Commercial Inside Release

Well-Known Member
Splitting the stock after the dust settles could be a good move by the company. Especially, if the Teamsters make concessions, and the company gets it way. Wall Street loves blood on the company floor. Publicly abusing your employees gets your stock some love from investors... And, that fits with Carol's style and "Better not Bigger" trajectory.

But, the days of UPS doubling stock price overnight are over... Unless something crazy happens. Like shedding the Teamsters, selling out to Amazon, merging with a competitor, etc.
 

DELACROIX

In the Spirit of Honore' Daumier
Splitting the stock after the dust settles could be a good move by the company. Especially, if the Teamsters make concessions, and the company gets it way. Wall Street loves blood on the company floor. Publicly abusing your employees gets your stock some love from investors... And, that fits with Carol's style and "Better not Bigger" trajectory.

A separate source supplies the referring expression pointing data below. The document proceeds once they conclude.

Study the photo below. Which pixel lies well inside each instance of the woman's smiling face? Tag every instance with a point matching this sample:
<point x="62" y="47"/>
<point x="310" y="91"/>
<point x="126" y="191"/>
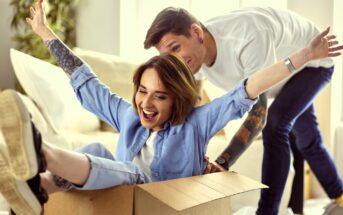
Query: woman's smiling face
<point x="154" y="102"/>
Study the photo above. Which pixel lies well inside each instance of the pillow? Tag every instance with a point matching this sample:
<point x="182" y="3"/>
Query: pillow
<point x="49" y="87"/>
<point x="112" y="70"/>
<point x="48" y="132"/>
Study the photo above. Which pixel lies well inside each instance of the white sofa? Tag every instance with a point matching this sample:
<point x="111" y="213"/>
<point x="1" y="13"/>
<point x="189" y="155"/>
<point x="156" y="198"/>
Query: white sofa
<point x="63" y="122"/>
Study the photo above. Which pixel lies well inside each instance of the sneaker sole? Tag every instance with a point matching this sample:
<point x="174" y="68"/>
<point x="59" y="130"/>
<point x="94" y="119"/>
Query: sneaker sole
<point x="17" y="193"/>
<point x="15" y="124"/>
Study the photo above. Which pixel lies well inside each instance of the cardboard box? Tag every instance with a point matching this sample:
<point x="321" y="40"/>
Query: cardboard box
<point x="206" y="194"/>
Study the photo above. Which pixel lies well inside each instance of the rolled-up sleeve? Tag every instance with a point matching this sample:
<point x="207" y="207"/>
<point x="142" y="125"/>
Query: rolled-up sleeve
<point x="213" y="116"/>
<point x="97" y="98"/>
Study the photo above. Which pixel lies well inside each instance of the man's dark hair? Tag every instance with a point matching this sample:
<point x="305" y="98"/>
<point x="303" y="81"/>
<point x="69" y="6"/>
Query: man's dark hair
<point x="170" y="20"/>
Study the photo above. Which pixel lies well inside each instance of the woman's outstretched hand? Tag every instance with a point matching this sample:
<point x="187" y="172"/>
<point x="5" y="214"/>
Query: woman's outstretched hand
<point x="324" y="45"/>
<point x="38" y="21"/>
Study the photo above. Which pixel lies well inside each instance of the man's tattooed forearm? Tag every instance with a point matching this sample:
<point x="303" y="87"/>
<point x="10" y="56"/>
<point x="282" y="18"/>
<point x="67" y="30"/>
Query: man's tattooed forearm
<point x="63" y="55"/>
<point x="250" y="128"/>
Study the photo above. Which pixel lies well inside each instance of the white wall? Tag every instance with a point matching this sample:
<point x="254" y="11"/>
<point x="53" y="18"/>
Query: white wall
<point x="98" y="24"/>
<point x="6" y="71"/>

But, the days of UPS doubling stock price overnight are over... Unless something crazy happens. Like shedding the Teamsters, selling out to Amazon, merging with a competitor, etc.

…or if a Chinese bio lab gets clumsy again…
 

scratch

Least Best Moderator
Staff member
Ok. Now my question, is that before this lowly driver was allowed to buy stock? Now that this has
come up I'm remembering the split but I don't think us newbies were included
I had money in the Thrift Plan and when that was done away with I bought some stock and put the rest in an IRA. I was hourly my whole career so it was sold to us right before it went public. It went from $25 a share to $50, I still have those 144 shares that are worth $26,578 right now.
 

DELACROIX

In the Spirit of Honore' Daumier
I had money in the Thrift Plan and when that was done away with I bought some stock and put the rest in an IRA. I was hourly my whole career so it was sold to us right before it went public. It went from $25 a share to $50, I still have those 144 shares that are worth $26,578 right now.

@scratch .. do you remember the year we had to exit the Thrift Plan, I believe it was in 1995..?

UPS stock went public in “99”, a question was asked about when we Union folk were permitted to purchase UPS stock before that? I know we had access to it when the Thrift Plan was terminated and did the stock split before it went public or after?

The question is out there for the old timers also..🤔
 

oldupsman

Well-Known Member
@scratch .. do you remember the year we had to exit the Thrift Plan, I believe it was in 1995..?

UPS stock went public in “99”, a question was asked about when we Union folk were permitted to purchase UPS stock before that? I know we had access to it when the Thrift Plan was terminated and did the stock split before it went public or after?

The question is out there for the old timers also..🤔
I'm not sure of the exact year.
I'm in the same era as you two and now I'm really confused. I thought that both the end of the
thrift plan and buying stock happened in 1996 before the 97 strike. That's why UPS was so
surprised that we walked in 97. They figured now that we owned stock we wouldn't strike.
 

Michael Scott

Well-Known Member
Sean O’Brien also wrote an article in Newsweek, published on the same day as the Rogers crap.

I hope alot of the public reads that article, pretty well done.